12.12 An investment in an entity can be a voting interest or an equity interest or both. A voting interest can apply to non-corporate as well as corporate entities, and is a right to participate in decision making concerning distributions, changes in the person’s constitution or the appointment of a director, broadly defined so that includes the persons who have management and control of an entity.

12.13 A look-through test applies to trace interests through interposed entities.

12.14 This approach is similar to that taken to determining whether or not two companies, two natural persons, and a company and a person other than a company, are associated under subpart YB 2 to YB 4 and YB 13 and YB 14, subject to the fact that for two companies, the test generally requires a 50 percent common ownership.[66] However, the application to trusts and partnerships seems somewhat different. While it would make sense to build so far as possible on existing definitions, it is likely to be preferable to do so by using a stand-alone definition which combines existing concepts plus the modifications necessary to ensure that New Zealand’s hybrid regime has the same scope as others enacted in accordance with Action 2.

Control group

12.15 Two persons will be in a control group if:

  • they are consolidated for accounting purposes, either under IFRS or applicable GAAP;
  • one of them effectively controls the other, or a single person effectively controls both;
  • one of them has a 50 percent or greater investment in the other, or a single person has a 50 percent or greater ownership of both; or
  • they are associated enterprises under Article 9 of the OECD Model Treaty, which defines when transfer pricing adjustments may be made. The Final Report states that countries should apply their own transfer pricing thresholds for this purpose, so that if transactions between two entities are subject to transfer pricing adjustments under domestic law, they are in a control group for purposes of the hybrid rules (Final Report, paragraph 367).

12.16 In determining control and ownership, the same rules apply as those in determining ownership interests for purposes of the related person definition. In particular, interests of persons who act together in respect of their interests, or are treated as doing so, will be aggregated as set out in paragraph 12.11 However, control is clearly a broader concept than ownership. For example, a substantial shareholder in a widely held company may have effective control over the appointment of directors, despite not having 50 percent of the rights to appoint the directors (Final Report, paragraph 364).

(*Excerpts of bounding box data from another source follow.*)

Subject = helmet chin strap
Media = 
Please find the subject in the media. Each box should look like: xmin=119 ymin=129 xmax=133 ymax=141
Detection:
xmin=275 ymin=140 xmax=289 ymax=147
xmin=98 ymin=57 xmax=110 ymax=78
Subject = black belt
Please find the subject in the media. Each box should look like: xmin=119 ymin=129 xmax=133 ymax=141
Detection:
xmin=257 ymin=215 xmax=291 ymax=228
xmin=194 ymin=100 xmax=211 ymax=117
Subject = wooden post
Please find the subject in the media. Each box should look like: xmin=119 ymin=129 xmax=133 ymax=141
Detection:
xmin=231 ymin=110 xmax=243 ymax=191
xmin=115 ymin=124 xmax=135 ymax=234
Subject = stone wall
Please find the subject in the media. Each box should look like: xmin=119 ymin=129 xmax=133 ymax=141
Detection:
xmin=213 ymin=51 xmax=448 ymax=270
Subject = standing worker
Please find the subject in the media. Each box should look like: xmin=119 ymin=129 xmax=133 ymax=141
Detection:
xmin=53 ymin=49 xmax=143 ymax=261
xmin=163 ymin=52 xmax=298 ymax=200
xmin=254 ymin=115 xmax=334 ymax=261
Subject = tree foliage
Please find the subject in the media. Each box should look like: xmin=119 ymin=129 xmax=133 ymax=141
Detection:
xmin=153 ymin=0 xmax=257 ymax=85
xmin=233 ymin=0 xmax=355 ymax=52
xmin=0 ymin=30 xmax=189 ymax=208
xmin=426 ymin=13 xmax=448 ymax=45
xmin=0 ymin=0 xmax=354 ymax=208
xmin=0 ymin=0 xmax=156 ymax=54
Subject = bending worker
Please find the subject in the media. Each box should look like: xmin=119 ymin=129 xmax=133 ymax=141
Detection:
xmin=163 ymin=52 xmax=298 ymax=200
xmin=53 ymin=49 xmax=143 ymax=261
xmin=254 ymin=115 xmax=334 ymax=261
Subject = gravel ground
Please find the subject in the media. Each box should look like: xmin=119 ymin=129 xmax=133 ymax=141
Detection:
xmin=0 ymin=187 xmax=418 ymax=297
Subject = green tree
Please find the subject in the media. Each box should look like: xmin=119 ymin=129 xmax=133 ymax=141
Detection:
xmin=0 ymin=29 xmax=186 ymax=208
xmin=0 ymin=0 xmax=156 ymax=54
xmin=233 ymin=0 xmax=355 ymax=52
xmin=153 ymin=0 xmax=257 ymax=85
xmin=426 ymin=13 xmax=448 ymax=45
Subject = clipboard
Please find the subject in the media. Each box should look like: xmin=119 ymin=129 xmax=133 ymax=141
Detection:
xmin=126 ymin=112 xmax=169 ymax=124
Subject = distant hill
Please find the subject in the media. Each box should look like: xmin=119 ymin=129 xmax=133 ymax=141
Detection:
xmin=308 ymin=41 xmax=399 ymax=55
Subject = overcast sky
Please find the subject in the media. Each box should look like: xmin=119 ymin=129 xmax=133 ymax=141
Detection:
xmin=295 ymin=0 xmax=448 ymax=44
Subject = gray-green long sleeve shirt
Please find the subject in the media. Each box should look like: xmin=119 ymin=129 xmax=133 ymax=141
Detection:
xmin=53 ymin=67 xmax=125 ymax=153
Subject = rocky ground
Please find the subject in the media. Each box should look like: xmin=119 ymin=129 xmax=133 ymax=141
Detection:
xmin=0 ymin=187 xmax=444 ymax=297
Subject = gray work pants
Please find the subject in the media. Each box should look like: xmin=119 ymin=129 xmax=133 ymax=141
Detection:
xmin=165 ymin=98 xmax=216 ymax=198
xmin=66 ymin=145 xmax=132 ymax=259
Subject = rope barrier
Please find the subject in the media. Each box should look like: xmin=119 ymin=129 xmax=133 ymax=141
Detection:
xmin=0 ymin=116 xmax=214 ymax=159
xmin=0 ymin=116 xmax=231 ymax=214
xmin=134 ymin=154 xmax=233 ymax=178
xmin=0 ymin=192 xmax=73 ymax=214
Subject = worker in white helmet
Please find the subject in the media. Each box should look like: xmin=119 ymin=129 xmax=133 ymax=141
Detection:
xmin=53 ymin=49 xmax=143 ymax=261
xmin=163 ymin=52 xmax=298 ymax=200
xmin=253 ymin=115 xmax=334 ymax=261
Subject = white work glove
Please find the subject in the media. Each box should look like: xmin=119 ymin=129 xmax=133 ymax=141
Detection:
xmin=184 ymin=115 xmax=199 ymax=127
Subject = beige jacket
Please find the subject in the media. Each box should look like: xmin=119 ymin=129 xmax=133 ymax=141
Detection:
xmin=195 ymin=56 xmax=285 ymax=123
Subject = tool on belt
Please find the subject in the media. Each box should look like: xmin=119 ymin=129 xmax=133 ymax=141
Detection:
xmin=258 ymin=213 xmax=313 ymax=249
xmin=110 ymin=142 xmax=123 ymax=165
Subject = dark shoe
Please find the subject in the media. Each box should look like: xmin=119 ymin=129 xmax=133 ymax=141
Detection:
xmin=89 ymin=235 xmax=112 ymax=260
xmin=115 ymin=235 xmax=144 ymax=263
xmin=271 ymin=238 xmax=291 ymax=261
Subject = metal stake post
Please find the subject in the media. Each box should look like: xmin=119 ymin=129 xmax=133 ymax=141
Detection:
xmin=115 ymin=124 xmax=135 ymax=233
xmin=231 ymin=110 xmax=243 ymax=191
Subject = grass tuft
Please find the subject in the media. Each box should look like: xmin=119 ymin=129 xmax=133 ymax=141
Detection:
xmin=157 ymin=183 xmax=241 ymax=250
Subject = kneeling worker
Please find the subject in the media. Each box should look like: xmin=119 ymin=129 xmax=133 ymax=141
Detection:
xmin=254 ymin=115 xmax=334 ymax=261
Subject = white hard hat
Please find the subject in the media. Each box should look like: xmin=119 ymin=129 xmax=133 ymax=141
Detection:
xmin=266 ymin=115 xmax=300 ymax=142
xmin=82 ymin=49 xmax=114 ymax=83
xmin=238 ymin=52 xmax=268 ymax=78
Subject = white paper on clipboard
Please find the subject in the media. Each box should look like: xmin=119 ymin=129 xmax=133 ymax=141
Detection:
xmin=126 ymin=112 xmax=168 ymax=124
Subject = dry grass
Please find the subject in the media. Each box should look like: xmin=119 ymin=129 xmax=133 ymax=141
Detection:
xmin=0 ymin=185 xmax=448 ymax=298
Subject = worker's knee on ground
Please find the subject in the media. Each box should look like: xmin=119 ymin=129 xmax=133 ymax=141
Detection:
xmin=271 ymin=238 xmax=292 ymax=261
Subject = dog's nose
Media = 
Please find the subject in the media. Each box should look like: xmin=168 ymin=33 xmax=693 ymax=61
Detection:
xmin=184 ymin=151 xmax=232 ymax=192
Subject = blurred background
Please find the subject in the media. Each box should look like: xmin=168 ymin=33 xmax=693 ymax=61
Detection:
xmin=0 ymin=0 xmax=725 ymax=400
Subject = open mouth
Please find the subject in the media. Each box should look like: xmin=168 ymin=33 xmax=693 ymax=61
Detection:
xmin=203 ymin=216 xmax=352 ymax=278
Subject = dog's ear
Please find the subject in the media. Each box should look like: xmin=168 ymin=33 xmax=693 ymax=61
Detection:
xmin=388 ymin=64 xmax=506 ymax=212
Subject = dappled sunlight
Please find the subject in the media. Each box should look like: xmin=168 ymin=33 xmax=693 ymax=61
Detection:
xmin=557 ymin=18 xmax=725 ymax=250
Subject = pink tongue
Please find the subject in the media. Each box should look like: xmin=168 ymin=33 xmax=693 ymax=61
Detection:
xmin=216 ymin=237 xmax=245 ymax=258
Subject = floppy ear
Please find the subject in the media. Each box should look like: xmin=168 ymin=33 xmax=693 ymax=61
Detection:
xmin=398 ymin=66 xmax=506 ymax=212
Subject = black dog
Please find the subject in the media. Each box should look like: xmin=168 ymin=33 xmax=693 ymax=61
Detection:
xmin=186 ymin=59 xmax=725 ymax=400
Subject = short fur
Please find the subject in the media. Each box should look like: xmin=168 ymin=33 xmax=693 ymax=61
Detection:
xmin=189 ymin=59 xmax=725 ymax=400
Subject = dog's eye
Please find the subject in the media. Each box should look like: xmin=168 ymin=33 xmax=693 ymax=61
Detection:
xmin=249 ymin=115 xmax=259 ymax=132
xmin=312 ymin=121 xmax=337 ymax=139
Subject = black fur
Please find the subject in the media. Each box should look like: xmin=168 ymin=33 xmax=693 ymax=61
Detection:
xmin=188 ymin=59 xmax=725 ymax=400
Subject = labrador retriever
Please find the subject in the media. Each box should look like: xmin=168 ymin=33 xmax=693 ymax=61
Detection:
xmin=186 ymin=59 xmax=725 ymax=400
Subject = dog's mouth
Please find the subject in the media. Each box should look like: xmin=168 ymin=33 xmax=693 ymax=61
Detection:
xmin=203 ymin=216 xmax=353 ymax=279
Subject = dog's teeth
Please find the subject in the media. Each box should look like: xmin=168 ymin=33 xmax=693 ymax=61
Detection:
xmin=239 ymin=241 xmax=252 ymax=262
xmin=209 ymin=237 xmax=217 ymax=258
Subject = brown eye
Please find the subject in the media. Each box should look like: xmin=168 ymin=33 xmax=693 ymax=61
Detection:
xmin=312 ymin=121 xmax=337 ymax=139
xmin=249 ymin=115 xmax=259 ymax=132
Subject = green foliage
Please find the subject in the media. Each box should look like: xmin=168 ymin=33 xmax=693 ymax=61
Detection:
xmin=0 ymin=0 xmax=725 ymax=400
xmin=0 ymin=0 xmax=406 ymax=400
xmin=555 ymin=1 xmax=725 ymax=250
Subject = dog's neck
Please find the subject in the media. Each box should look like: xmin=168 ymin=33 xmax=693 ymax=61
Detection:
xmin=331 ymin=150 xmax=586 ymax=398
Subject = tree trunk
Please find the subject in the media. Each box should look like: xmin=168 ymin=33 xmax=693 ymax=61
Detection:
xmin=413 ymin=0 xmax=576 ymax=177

12.17 In the New Zealand context, in addition to the issues considered above in relation to the related person definition:

  • consideration will need to be given to whether the existing reference to “control by any other means” in section YB 2(3) would be interpreted by New Zealand’s courts in a manner consistent with its interpretation in the Final Report. If not, a separate definition may be required;
  • in accordance with the Final Report, two entities will be in a control group if they are associated persons for purposes of the transfer pricing provisions in subpart GC.

Payment

12.18 “Payment” includes non-monetary flows, such as a transfer of shares or any other asset. It includes not only things convertible into money, but also anything that would be paid for if provided at arm’s length. In New Zealand terms it would be covered by the definition of “money” which applies for purposes of the financial arrangement rules.

Submission point 12

Submissions are sought on any aspects of the OECD’s recommended definitions and how they could be adopted by New Zealand.

 

66 Also, the definition of a family member seems somewhat broader than the definition of a relative in section YA 1. For example, a person’s sister’s spouse is a family member but not a relative. We propose that the broader definition be used in this context.